そこで彼らが必ず出してくるのが、北朝鮮にはレアアースがあるという話です。
【渡邉】 北朝鮮にレアアースがあること自体は本当でしょう。それは日本が統治時代に全部調べていたデータをアメリカが持ち出したので、まあ存在自体は確かといえば確かなのですけれどね。
しかし韓国の統一論者たちが期待するような金銭的価値が現在本当にあるのかどうか、それで南北がリッチになれるほどの質と量があるのか、それはわからないとしか言いようがない。

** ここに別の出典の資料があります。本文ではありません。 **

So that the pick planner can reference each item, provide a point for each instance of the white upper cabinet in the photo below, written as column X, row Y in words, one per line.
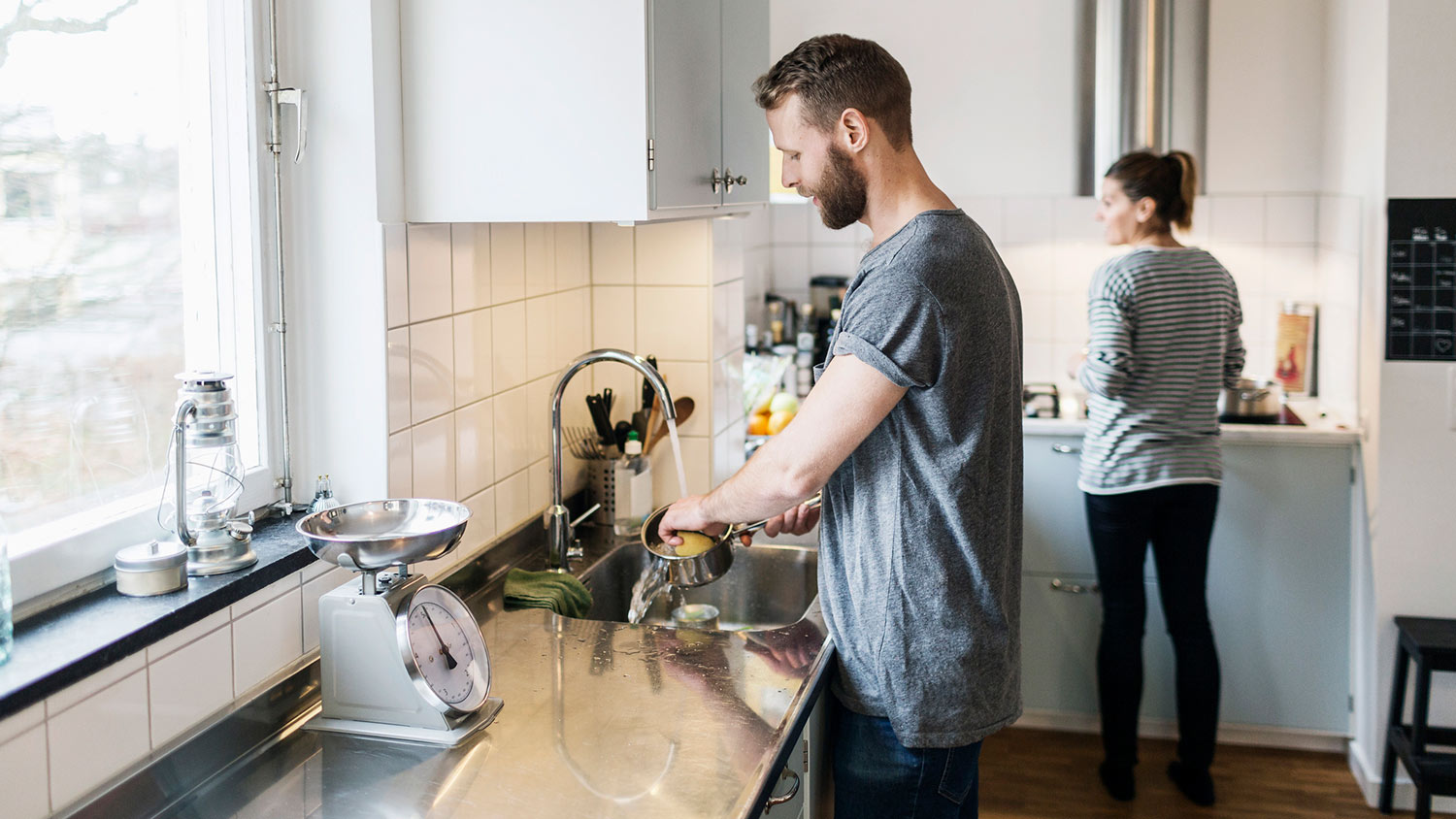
column 581, row 111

【室谷】 8000万人の国家がそんなのを当てにしているというのは、どうもねえ。
【渡邉】 それこそ人口が100万人の国家であれば食べていけるかもしれませんよね。
中東の小さな産油国のようなレンティア国家、せいぜい1000万人くらいまでの規模ならばそれだけで豊かになれるかもしれませんが、統一した朝鮮、あるいは韓国なのかはわかりませんけれど、人口は8000万人近くになる。
【室谷】 そのころは少子高齢化で、もっと減っているかもしれませんけどね。
【渡邉】 いずれにしても、日本に匹敵するような内需国家を目指そうという時点で、詳細すらわからない資源を当てにしていること自体に違和感がありますよ。